Elle sait que ce n’est pas une grâce qu’elle a obtenue, mais un simple sursis à l’exécution de l’arrêt qui la condamne à mort. Elle n’ignore point que dans quelques jours, dans quelques heures, peut-être, le bourreau viendra de nouveau réclamer sa proie.

Torturée par les affres les plus cruelles qui peuvent bouleverser un cœur de mère, la malheureuse se dit :

« Puisque je n’ai pas eu le courage de résister à l’appel inconscient de l’être qui déjà vivait en moi, pourquoi ne l’ai-je pas laissé emporter dès sa naissance ?… Pourquoi l’ai-je gardé près de moi, m’attachant de toutes les fibres de mon cœur à celle dont on va bientôt me séparer pour toujours ? »

Oh ! l’horrible agonie de cette mère qui ne sait plus que sangloter, la tête penchée au-dessus de son enfant :

« Ma fille !… Ma chérie !… Ma bien-aimée !…»

Reprise par les transes qui l’avaient décidée tout d’abord à dissimuler sa maternité, et, comme elle le disait, à emporter avec elle son enfant dans sa tombe, elle se demande en pleurant :

« Que va devenir cette innocente ? »

Un commissaire de la Commune de Paris, qui la visitait quelques jours auparavant dans sa prison, et dont les yeux lui semblaient refléter quelque pitié, lui a bien déclaré :

Rassurez-vous, citoyenne, votre fille sera élevée par la Nation.

Mais cette parole, au lieu de la calmer, l’a plongée dans l’épouvante

Que signifie, en effet, pour cette fille d’aristocrates, pour cette dame d’honneur de Marie-Antoinette, le mot de Nation, qui a remplacé celui de Royauté, que, dès sa plus tendre enfance, elle a été appelée à vénérer et à chérir ?

Comment, dans cette foule surexcitée par des meneurs, exaltée par la fièvre de la liberté, grisée par ce sentiment, nouveau pour tous et incompréhensible pour elle, qu’est le patriotisme, pourrait-elle entrevoir la moindre lueur de compassion et de générosité.

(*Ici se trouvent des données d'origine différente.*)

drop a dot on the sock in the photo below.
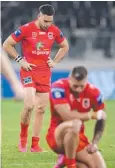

Et, malgré elle, la malheureuse s’écrie :

« Chère petite, oh ! pouvoir te soustraire à mes ennemis ! Pouvoir te remettre à quelqu’un de sûr, qui t’emporterait là-bas, tout au fond de la Bretagne ou de la Vendée, et te confierait à l’une de ces paysannes qui ont gardé intacts le respect de leur maître et la foi en leur Dieu ! Mais je ne dois pas y songer. Car tu ne m’appartiens même plus. Tu es à la Nation, c’est-à-dire à ces assassins que j’ai vus portant au bout de leurs piques les têtes de nos gardes du corps massacrés par eux ! Tu es à ces énergumènes qui ont renversé le trône et l’autel, à ces régicides qui ont guillotiné mon roi… et qui vont me couper la tête à mon tour ! »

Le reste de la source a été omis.